Russian prosecutors move to liquidate Navalny’s ‘extremist’ movement

This article is more than 2 years old

Seeking to designate organisation as extremist group is most sweeping assault on opposition supporters yet

The Moscow prosecutor’s office has announced that it will seek to designate Alexei Navalny’s Anti-Corruption Foundation and his regional political headquarters as “extremist groups”, moving to in effect liquidate the jailed opposition leader’s political organisation in Russia.

It is the most sweeping assault yet on supporters of Navalny, and comes after his two-and-a-half-year sentence on embezzlement charges and the arrest of his top aides on various charges following large protests in January and February.

In a statement released on Friday evening, the law enforcement body said it was seeking the designation usually reserved for violent organisations such as al-Qaida or Aum Shinrikyo, because it believed Navalny’s organisations were “creating conditions for changing the foundations of the constitutional order, including through the scenario of a ‘coloured revolution’”.

Coloured revolutions were pro-democracy uprisings in former Soviet republics in the mid-2000s now seen in Russia as western-backed coups. Navalny’s organisations have strongly criticised Vladimir Putin and his government, but have not called for any kind of armed rebellion to overthrow the Kremlin.

The decision, if approved, threatens to sever Navalny from his supporters in the regions and even from his financial donors, many of whom could be liable for financing an extremist group if they continued to provide support.

“They’ve decided to steamroll the Anti-Corruption Foundation and the headquarters,” wrote the head of the organisation, Ivan Zhdanov. “We won’t surrender.”

In a statement, he said: “The Kremlin has just demanded that anyone who does not agree with them to be called an extremist … It’s absolutely clear that the Kremlin’s new attack is connected with the planned protest and the elections in September.”

Leonid Volkov, another close Navalny ally, said the Friday evening press release was a “test of public opinion” and called Navalny supporters to make their voices heard.

The prosecutor’s office said that it had applied for a court ruling to recognise both organisations as extremist, which, if granted and upheld on appeal, would allow the government to fine and imprison members of the pro-Navalny groups.

On Friday, a former camera operator for Navalny was sentenced to two years in prison on extremism charges for writing two strongly worded tweets that said top Kremlin officials “didn’t deserve to live”. The tweets came after a regional journalist set herself on fire in an act of protest and died.

In the statement, the prosecutor’s office also claimed that Navalny’s organisation was acting in place of international bodies in Russia whose activities had been deemed “undesirable”. The statement in effect calls Navalny’s movement a front for western interests.

Navalny’s political movement has evolved over the last decade from a lone gadfly blogger on LiveJournal to a guerrilla newsroom, an opposition research centre and a campaign strategy headquarters seeking to unseat the United Russia party by channelling votes to its most likely opponents.

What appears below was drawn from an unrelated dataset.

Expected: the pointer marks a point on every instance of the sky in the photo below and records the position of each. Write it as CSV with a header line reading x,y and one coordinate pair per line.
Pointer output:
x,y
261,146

The Anti-Corruption Foundation has angered Russia’s elites by publishing investigations into their expensive watches, yachting trips, lovers’ trysts, inflated procurements and other aspects of government corruption that Navalny says has characterised the Putin era.

On Friday, it published its latest investigation into a lavish residence allegedly used by Putin, which is reportedly fitted out with a luxury spa complex with cryo chambers and a float pool, and which it claimed was rented from a close ally of Putin’s using taxpayers’ money.

The continuing investigations have proven that Navalny can be dangerous to the Kremlin even while he remains on hunger strike in a Russian prison. He was arrested upon returning to the country in January following treatment for a poisoning attempt on his life that he, in a joint investigation with Bellingcat, traced back to the Russian FSB.

This article was amended on 18 April 2021. Navalny’s first name is Alexei, rather than Alexander as a previous version said.